This is an automated archive made by the Lemmit Bot.
The original was posted on /r/antiwork by /u/Climberquarterly on 2025-12-12 17:18:32+00:00.
What’s been wearing me down lately isn’t workload or long hours, it’s how everything at my job is treated like an emergency. Emails marked urgent that aren’t. Meetings called last minute that could’ve been a message. Deadlines that suddenly can’t move even though they magically do a week later.
It creates this background anxiety where you’re always bracing for something, even on normal days. You can’t fully relax because you’re waiting for the next ping that’s going to demand immediate attention for no real reason. I’ve noticed it follows me home too I’ll be off the clock but still feel tense, like I forgot something important.

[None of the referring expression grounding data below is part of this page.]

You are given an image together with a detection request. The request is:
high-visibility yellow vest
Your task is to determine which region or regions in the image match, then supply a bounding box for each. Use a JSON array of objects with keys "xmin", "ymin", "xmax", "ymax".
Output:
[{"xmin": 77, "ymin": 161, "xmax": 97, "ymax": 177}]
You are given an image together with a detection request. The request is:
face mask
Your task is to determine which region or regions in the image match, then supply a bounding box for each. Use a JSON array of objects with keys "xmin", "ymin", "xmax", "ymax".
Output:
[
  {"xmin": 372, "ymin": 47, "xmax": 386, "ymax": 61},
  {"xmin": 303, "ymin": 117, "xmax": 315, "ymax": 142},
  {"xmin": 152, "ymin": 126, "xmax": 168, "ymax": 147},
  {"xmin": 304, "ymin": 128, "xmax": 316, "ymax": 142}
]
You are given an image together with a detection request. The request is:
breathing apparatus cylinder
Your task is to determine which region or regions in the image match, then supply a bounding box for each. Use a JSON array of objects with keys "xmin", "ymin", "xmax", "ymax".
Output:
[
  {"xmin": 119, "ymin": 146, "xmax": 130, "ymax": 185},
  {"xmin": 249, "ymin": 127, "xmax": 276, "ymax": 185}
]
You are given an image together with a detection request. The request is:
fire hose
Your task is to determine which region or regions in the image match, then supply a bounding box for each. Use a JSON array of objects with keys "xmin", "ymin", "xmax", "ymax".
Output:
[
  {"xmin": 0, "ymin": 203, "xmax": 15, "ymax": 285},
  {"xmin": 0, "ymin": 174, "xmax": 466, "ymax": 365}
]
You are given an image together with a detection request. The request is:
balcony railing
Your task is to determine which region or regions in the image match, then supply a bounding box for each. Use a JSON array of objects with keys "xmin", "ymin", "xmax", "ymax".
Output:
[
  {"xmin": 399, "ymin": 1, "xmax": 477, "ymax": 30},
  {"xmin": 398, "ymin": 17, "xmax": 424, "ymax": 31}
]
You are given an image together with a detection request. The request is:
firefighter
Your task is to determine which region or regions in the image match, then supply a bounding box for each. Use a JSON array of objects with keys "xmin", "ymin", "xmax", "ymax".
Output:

The strange thing is, I recently realized I have some money saved up enough that I’m not in immediate danger if things go sideways and instead of feeling relieved it made me more aware of how unnecessary the stress culture is. The job isn’t saving lives. The urgency is mostly manufactured and yet it takes up so much mental space. I don’t hate working. I just hate working in an environment where panic is treated like productivity. I wish more workplaces understood that constant pressure doesn’t make people perform better it just makes them exhausted.
Does anyone else feel like the fake urgency is more draining than the actual work itself?